L’incursion turque dans le Kurdistan, la seconde en trois mois, menace de déstabiliser la seule région d’Irak épargnée par la violence depuis 2003 et de provoquer des troubles qui s’étendraient à la Syrie et l’Iran voisins. Ankara a lancé une nouvelle offensive dans les zones montagneuses du nord de l’Irak afin d’y pourchasser les combattants séparatistes du Parti des travailleurs du Kurdistan (PKK), qui luttent pour une autonomie dans le sud-est de la Turquie depuis 1984. L’armée turque a affirmé avoir tué lundi 41 rebelles du PKK. Il s’agit de la seconde incursion confirmée par Ankara depuis que le gouvernement a obtenu en octobre le soutien du Parlement pour mener des opérations en Irak contre le PKK. Ankara avait mené une incursion similaire ayant duré quelques jours en décembre. «La Turquie doit comprendre qu’une telle démarche créerait des troubles dans la région», avait déclaré le porte-parole du gouvernement irakien à Bagdad, avant la première incursion.
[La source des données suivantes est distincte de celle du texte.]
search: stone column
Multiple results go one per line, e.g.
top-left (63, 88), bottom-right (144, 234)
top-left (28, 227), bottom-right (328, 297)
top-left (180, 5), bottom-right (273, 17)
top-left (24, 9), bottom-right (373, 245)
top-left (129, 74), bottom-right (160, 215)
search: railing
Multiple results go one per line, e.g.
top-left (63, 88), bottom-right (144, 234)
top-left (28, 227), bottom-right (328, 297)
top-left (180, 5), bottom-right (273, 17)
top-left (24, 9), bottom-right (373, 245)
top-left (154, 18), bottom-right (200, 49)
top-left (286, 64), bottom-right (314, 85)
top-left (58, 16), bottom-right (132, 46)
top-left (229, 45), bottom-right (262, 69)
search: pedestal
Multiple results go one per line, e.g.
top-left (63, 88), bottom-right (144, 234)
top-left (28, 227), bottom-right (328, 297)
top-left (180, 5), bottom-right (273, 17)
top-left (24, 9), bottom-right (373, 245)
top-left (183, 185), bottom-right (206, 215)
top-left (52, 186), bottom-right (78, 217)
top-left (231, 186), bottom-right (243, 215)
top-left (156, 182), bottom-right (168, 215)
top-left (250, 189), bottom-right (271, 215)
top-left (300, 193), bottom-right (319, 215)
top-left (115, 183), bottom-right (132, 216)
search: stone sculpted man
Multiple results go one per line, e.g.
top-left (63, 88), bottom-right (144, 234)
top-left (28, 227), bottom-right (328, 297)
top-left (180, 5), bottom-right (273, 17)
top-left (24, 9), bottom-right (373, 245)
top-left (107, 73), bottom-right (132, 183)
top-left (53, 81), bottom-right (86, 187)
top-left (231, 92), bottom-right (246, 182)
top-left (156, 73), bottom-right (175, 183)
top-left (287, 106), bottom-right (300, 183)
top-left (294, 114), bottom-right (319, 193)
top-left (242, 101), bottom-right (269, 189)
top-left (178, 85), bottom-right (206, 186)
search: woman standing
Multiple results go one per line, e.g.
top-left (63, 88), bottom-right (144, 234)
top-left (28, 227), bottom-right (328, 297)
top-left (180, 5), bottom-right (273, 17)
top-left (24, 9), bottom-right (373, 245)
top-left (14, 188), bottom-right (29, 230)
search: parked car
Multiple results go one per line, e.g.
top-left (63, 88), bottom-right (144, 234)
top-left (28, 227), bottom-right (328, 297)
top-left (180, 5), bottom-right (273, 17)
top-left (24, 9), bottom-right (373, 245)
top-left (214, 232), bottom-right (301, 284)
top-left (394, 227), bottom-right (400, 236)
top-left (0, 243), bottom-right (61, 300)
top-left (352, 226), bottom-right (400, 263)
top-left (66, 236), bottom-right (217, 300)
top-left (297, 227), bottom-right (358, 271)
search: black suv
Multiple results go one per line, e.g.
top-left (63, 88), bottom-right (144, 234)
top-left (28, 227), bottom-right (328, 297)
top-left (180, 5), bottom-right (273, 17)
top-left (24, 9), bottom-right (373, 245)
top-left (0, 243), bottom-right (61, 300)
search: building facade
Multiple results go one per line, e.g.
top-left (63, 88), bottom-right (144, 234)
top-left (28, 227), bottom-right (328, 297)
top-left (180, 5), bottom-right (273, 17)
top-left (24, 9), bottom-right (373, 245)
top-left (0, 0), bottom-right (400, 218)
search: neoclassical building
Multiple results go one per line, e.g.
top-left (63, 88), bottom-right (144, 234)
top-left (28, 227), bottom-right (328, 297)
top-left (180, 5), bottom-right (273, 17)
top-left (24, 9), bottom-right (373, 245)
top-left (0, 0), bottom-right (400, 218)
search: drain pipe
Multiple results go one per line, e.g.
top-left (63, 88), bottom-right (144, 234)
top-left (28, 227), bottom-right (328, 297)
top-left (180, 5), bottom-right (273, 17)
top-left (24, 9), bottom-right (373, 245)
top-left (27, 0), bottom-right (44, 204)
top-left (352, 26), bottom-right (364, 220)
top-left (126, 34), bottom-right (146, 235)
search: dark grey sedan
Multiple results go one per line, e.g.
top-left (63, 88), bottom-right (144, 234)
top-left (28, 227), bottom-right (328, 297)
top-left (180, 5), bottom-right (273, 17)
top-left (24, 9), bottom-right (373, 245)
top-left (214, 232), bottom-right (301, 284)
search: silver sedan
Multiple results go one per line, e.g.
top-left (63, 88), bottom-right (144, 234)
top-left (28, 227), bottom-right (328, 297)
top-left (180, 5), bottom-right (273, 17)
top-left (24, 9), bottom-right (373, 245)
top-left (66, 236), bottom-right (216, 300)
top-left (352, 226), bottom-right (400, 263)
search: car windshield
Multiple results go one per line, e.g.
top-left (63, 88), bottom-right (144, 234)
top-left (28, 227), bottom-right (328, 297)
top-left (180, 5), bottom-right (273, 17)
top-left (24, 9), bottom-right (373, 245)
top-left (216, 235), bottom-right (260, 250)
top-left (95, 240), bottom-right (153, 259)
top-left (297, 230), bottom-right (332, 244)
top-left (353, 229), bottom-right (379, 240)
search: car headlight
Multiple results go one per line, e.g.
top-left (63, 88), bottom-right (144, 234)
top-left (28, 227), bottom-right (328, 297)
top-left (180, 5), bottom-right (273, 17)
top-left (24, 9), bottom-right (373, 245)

Il avait averti que la présence de milliers de soldats turcs en territoire irakien déstabiliserait «non seulement la seule région encore sûre d’Irak mais le pays tout entier et l’ensemble de la région».
Les tensions se sont exacerbées à la suite de la mort le 21 octobre de 12 soldats turcs dans une embuscade. Nechirvan Barzani, le Premier ministre du gouvernement régional autonome du Kurdistan, avait averti à l’avance qu’une frappe turque constituerait un « désastre» pour tout le monde excepté le PKK. Elle «ralentira notre marche pour la paix, la démocratie et la prospérité et l’armée turque sera enlisée dans une lutte sanglante et vaine contre le PKK hors de ses frontières», avait-il dit. «Les Etats-Unis et les alliés occidentaux seront brouillés avec un allié vital de l’OTAN et les économies et peuples de la région -notamment en Turquie, en Syrie, en Iran et en Irak- en pâtiront», avait ajouté Barzani. Il avait proposé des négociations impliquant son gouvernement, Ankara, le pouvoir central à Bagdad et Washington. Mais Ankara refuse de parler aux Kurdes irakiens, les accusant d’aider le PKK. L’autonomie dont jouissent les quelque cinq millions d’habitants du Kurdistan d’Irak a suscité l’espoir parmi les communautés kurdes en Iran, en Turquie et en Syrie et toute instabilité dans cette région se répercuterait probablement sur ces trois derniers pays.
Depuis leur alliance avec Washington durant la guerre du Golfe en 1991, les Kurdes d’Irak ont réussi à renforcer leurs liens culturels, linguistiques et économiques avec les Kurdes en Iran, en Turquie et en Syrie.